There was something about the Bat Expert's voice that reminded me of
someone.
The off we set, down the dark paths into the grounds.
There must have been forty of us, tramping along
behind The Expert and Jodphur Woman. In a clearing in
some trees he suddenly stopped. We all stopped too and
gathered round. Hoisted high, his detector was picking
up more clicks.
"The Whiskered Bat," he said, almost reverently. "Very
rare." We listened too and looked up into the dark
air. The idea of seeing a real bat flapping about
seeming like more than we could possibly deserve. The
clicks we could hear were different the expert said
and we nodded as though we could tell the difference.
The Whiskered is endangered but no more whiskered than
any other bat it turns out. "He whispers out his
call," the expert intoned and I felt hairs rising all
over me. This was poetry in the making.
Then on we went to the lakeside. The expert waved his
detector about and alleged there were Daubenton's in
the area. We craned our necks and hoped hard. The
expert went too close to the edge of the lake and
swung his searchlight about fruitlessly. The group
swung their searchlights about too. It looked like
London in the Blitz. The Daubentons seemed to be
eluding us spotters.
They fly low over the lake, we were told, grabbing up
insects in their little hairy feet. How we wanted to
see them. We stretched our necks and strained our eyes. Whilst we
stood, a hushed huddle, undeserving - the expert explained about the
recent discovery of the 52khz pip. Before that they thought all pips
were 45khz.
It turned out the Daubentons were round the corner and we trooped along
and at last there they were flickering across the
water. How we thrilled to the snatched sight of them. How we watched
them for ages skimming across the surface of the lake. The Expert never
seemed to tire of them even when the children in the party began to get
restless, shuffling their feet and making horror faces with their
flashlights under their chins. The expert was rapt telling us the miles
various bats would travel in a night, about their summer and their
winter roosts, their night and their day roosts, their breeding
habits.
Suddenly I realized who he sounded like. Baldrick, I whispered to the
boyfriend, and it was. A Bat Expert who sounded just like Baldrick. We
smaned at the back of the group. A few watchers looked at us.
It seemed to me that the expert didn't really need this audience. I
thought he would be just as happy on the lip of the lake on his own
catching the bat flights in his torch beam and talking. Eventually he
sighed and turned, led us back to the stables where there was a chance
for a drink and to buy a copy of his expert book "Bats".

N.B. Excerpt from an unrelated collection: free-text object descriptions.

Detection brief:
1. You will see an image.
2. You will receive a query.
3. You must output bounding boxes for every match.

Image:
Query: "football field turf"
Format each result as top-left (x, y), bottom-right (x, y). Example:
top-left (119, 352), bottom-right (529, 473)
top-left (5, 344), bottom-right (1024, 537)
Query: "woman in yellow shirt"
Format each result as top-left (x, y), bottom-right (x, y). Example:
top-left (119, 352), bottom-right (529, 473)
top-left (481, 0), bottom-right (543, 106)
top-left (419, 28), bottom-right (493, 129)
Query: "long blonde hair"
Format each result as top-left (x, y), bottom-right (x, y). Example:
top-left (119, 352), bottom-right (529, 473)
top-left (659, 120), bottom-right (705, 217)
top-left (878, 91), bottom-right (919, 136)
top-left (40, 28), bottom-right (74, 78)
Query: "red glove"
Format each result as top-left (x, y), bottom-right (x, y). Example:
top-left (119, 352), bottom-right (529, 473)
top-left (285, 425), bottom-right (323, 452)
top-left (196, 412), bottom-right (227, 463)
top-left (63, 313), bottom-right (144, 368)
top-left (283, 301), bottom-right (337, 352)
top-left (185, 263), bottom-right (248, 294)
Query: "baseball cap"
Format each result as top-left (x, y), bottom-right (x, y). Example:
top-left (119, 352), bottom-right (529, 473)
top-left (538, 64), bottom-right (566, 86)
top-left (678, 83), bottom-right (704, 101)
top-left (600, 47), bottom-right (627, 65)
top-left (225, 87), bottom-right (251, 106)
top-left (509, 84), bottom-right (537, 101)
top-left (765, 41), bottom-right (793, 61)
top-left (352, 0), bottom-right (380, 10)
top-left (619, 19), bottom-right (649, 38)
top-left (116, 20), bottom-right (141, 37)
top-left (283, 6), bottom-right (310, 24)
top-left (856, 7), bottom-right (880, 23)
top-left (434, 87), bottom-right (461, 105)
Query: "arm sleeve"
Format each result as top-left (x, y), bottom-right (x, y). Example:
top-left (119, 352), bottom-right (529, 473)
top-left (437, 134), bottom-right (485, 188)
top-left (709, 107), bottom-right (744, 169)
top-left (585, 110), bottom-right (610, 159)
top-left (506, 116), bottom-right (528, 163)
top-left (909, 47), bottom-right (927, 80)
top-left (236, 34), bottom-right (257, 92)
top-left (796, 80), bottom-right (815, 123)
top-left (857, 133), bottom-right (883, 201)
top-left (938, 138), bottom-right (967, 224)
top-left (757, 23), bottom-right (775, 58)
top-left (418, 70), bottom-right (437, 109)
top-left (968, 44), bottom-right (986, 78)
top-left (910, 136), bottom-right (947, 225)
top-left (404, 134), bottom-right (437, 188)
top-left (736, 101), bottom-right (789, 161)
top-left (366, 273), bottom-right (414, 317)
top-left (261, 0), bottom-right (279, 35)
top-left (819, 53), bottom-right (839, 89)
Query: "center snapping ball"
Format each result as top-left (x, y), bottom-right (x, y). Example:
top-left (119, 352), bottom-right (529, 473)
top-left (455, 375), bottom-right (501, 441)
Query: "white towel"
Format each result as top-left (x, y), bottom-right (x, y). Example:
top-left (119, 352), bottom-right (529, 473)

Boyfriend and I silently agreed to slip away. The brightly lit stable
with its urn seemed wrong after all that darkness. We would have been
irritated by the watchers trying on their new bat lingo. So we sneaked
off past the end of the stable block and, in the pitch dark, tried to
find the carpark. We did eventually and drove home through night air we
now knew to be bat filled. It was a bit late and of course we were
looking forward to getting back for a nice cup of tea.